BHAGAVADGITA

Dall’angolo della stanza, il dottor Oppenheimer è maestoso nel suo mantello cremisi, l’elmo antipsionico calato a coprire con la visiera i suoi occhi di ghiaccio. Quando io e Silverwing l’avevamo accolto nella Hero League, gli avevamo chiesto quali altri super poteri avesse oltre all’ultraintelligenza donatagli dall’incidente. La sua risposta, laconica, era stata “Ne servono altri?”.
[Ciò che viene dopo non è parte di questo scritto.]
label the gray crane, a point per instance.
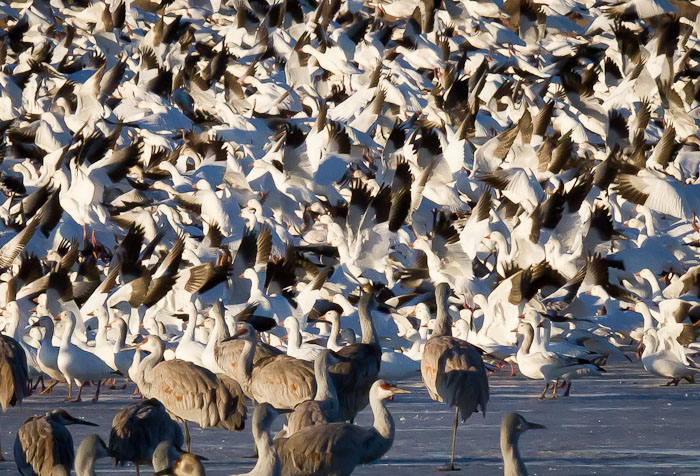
(227, 352)
(282, 381)
(358, 365)
(512, 426)
(14, 375)
(90, 450)
(190, 392)
(42, 443)
(138, 429)
(335, 449)
(453, 370)
(324, 407)
(268, 463)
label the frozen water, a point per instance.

Per tre anni ci aveva aiutato. Aveva progettato e costruito il nostro bunker. Aveva creato le ali a propulsione per Silverwing, la mia corona psichica e l’elettrofrusta di Thunder Woman. Sua l’idea di fondare basi distaccate sparse per il globo per combattere i malvagi più efficacemente. Sua l’idea di piantare bombe elettromagnetiche in ognuna di queste. Sue le trappole antigravitazionali nelle quali io ed i miei compagni ora eravamo intrappolati, guardando inermi mentre si apprestava a far precipitare la civiltà nel caos. Le ultime due, purtroppo, a mia insaputa.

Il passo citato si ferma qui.